Democrats talk about how “the future is ours.” Their reasoning is that between their advantage with the 18-29 year old group and the increase in Hispanic population in the U.S. will give them a permanent majority.
I looked at the youth vote last week. Of course Democrats don’t have a permanent lock on Hispanics. We don’t know how they’ll vote in 20 or 30 years. What will matter for 2012, 2014, and 2016 is how the electorate is today. Today, Hispanics aren’t a group that you want for your core base. Because they don’t vote. Despite an increasing share of the population, the electorate was 8% Hispanic in 2010, the same share they had in 2006 and 2004. They were slightly higher in 2008, 9%, but even then they underindexed massively to their share of the population.
There are likely a number of reasons for this. Many Hispanics, whether documented or not, aren’t eligible to vote. Those that are may not be familiar with the process or not regard voting very highly. Whatever the reason is, it doesn’t appear that it’s going to change any time soon.
White people, on the other hand, like to vote. They overindexed Blacks, Hispanics, and Asians even in 2008. In the next few years white people will likely continue to make up around three quarters of the electorate. Right now this is the most desirable group.

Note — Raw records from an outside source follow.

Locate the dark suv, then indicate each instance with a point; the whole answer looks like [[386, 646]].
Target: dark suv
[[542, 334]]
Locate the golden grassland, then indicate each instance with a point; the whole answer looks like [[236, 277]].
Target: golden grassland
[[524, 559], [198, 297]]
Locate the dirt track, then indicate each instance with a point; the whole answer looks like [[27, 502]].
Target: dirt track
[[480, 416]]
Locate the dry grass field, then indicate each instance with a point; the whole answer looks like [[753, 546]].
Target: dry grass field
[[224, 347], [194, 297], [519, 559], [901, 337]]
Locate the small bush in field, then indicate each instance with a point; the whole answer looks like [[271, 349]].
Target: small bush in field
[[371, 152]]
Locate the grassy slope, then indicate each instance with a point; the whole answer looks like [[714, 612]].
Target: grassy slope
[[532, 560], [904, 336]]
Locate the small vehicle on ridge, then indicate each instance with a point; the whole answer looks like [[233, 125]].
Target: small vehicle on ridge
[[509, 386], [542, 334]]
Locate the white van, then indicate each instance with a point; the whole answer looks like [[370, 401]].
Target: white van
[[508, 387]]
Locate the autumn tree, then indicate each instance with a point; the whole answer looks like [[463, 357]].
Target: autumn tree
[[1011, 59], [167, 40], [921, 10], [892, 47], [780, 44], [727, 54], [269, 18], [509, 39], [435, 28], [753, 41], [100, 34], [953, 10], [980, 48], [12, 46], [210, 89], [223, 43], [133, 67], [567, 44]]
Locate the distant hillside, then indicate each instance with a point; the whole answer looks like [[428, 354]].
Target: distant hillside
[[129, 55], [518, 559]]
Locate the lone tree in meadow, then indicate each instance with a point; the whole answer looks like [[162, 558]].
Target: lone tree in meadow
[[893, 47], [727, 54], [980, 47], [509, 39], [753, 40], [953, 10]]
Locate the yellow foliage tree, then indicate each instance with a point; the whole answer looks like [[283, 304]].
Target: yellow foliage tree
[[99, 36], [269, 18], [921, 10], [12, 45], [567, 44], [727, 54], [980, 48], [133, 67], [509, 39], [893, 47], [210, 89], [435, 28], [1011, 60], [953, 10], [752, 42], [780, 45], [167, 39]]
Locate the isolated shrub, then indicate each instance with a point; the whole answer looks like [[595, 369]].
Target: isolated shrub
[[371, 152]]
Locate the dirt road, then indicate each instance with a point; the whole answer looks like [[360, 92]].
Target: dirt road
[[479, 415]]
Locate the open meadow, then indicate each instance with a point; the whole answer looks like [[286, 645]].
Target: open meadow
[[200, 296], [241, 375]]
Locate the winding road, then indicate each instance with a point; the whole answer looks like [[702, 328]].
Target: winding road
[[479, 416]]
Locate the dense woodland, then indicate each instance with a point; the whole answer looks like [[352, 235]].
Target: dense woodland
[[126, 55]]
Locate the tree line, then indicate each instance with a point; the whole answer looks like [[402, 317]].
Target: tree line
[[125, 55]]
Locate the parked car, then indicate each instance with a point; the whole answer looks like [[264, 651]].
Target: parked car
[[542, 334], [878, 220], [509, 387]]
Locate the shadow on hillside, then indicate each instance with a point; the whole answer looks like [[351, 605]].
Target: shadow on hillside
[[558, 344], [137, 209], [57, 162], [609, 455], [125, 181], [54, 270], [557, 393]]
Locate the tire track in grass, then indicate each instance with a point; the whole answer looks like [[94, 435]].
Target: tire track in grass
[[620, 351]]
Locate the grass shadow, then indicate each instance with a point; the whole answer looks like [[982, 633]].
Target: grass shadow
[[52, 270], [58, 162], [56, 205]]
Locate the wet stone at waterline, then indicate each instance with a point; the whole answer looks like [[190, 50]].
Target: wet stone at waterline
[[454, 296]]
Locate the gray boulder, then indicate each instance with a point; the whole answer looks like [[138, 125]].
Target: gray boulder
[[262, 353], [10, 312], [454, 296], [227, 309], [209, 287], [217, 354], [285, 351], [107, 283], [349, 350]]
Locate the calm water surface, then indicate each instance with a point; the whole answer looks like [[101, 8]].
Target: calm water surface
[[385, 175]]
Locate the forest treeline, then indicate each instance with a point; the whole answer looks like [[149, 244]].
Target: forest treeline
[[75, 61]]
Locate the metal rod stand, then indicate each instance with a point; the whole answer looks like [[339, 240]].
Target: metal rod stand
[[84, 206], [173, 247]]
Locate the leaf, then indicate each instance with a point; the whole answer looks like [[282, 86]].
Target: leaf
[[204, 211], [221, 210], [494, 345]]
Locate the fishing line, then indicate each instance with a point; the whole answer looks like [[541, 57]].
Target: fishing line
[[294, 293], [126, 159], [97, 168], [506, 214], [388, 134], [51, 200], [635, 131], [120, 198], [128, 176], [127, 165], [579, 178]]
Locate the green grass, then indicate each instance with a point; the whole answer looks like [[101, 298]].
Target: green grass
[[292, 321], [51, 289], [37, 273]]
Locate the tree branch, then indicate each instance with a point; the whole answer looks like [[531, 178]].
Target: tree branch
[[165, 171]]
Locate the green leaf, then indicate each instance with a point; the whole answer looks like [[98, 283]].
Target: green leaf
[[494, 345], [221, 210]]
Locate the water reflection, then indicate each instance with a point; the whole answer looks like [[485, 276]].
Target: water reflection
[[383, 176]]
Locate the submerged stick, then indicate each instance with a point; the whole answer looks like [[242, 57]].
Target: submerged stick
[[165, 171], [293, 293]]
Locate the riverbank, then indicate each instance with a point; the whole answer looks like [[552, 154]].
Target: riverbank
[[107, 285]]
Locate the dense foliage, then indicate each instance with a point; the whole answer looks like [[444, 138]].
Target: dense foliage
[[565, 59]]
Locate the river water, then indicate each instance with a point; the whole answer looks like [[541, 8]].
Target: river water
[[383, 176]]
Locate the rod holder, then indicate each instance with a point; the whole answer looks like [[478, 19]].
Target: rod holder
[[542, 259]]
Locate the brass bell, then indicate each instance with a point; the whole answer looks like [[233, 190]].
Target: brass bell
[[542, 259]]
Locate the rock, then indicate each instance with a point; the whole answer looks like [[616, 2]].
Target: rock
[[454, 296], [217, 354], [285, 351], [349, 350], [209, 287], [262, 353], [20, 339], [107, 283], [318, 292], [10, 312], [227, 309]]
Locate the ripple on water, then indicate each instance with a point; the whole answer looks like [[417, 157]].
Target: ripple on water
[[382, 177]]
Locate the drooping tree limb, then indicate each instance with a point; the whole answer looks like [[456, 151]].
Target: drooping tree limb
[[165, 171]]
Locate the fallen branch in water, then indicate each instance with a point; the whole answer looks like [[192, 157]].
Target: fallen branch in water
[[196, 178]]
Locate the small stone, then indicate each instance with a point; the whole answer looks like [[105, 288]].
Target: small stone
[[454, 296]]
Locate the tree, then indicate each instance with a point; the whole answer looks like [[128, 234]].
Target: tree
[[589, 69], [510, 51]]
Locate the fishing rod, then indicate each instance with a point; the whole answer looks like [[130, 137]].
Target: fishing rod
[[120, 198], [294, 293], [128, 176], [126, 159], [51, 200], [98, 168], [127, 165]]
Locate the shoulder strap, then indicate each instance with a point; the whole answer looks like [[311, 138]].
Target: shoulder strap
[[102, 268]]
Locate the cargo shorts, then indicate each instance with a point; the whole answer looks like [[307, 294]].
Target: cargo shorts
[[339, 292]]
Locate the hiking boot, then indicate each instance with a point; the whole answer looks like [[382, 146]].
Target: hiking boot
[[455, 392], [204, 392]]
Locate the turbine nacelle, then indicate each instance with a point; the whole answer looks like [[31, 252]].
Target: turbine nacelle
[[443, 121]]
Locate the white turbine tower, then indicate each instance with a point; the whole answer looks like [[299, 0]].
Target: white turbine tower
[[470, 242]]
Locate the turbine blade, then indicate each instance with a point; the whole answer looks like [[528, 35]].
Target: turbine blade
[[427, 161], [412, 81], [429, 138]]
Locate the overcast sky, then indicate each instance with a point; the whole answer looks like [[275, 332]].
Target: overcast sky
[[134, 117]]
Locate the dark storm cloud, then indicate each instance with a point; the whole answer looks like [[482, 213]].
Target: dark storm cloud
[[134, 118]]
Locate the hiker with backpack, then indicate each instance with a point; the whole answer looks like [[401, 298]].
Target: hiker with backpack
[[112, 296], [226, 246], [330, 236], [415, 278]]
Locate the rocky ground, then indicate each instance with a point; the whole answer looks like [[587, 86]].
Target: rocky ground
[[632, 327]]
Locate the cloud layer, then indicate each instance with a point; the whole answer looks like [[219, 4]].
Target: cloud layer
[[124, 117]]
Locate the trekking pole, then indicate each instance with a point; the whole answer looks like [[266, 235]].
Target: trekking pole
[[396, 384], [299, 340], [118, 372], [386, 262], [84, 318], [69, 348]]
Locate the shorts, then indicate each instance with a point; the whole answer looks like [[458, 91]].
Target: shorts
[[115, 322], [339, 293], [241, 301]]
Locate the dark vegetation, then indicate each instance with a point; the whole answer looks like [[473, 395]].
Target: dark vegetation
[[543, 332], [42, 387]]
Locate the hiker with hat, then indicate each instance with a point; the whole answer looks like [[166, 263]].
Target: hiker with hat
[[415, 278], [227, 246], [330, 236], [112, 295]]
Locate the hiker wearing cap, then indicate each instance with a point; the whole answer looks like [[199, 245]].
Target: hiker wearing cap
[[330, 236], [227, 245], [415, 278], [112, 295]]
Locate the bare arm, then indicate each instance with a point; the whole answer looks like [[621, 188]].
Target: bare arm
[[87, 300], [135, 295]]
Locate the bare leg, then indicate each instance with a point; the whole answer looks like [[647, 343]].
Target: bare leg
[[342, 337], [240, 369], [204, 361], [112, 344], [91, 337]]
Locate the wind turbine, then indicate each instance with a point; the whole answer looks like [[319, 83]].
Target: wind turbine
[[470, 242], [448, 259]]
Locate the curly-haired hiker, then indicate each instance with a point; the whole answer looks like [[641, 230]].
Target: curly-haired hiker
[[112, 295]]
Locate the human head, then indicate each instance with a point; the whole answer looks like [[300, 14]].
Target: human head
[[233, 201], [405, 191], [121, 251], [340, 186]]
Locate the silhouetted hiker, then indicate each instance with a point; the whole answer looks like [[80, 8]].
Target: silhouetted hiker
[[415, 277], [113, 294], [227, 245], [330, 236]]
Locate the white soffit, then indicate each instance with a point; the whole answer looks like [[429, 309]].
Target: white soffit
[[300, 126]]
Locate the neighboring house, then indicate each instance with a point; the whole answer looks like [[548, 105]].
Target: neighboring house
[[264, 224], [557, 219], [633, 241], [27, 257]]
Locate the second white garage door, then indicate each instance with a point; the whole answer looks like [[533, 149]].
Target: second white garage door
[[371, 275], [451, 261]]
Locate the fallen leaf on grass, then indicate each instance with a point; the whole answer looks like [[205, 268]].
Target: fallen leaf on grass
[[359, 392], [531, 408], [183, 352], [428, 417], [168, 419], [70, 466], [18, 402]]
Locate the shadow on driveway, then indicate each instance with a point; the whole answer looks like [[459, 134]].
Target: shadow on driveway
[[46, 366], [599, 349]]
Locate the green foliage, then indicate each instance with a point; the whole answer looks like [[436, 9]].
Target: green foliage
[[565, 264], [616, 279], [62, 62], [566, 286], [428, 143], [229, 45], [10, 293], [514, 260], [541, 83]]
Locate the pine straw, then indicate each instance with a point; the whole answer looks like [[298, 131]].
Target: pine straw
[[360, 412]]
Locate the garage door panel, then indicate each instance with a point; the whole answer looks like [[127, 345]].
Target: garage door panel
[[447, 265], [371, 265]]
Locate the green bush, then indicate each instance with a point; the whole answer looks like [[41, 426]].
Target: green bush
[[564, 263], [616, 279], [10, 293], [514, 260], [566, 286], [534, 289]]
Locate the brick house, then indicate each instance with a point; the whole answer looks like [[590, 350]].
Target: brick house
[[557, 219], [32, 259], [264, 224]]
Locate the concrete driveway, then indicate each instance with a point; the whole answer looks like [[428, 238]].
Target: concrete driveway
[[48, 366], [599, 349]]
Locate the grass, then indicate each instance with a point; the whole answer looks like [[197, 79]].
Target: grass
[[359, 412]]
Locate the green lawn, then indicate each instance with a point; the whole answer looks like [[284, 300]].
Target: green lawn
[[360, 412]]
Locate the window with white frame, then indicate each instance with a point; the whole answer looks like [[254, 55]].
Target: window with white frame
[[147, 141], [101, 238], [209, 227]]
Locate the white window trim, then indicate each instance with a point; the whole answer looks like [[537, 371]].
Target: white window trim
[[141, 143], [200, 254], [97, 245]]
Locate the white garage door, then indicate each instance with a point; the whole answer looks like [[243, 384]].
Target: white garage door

Andrew Jackson founded the Democratic party largely with rural whites. As industrialization got bigger urban white working class people became a bigger share of the party. Rightly or wrongly these groups feel as if the Democratic Party has abandoned them with a focus on issues like global warming and gay rights. While it’s great to be a party of Blacks and Hispanics, you can’t win elections without the white vote. In 2006 and 2008 the Democrats got 48% and 46% of the white vote. This year they managed only 38%. This may be an anomaly, as white conservatives showed up at the polls and white liberals stayed home. If they continue to take Latinos, Blacks, Asians, and others by similar margins and those groups show up as they did in 2008, Democrats can take a majority of votes with around 41-42% of whites. That should be a doable number, as they got at least that share in the last five Presidential elections. Being just over 50% may not be good enough, however. Because Democrats are so concentrated in certain states/congressional districts they'll need to do better than that. A minimum of 51% of the vote will likely be necessary.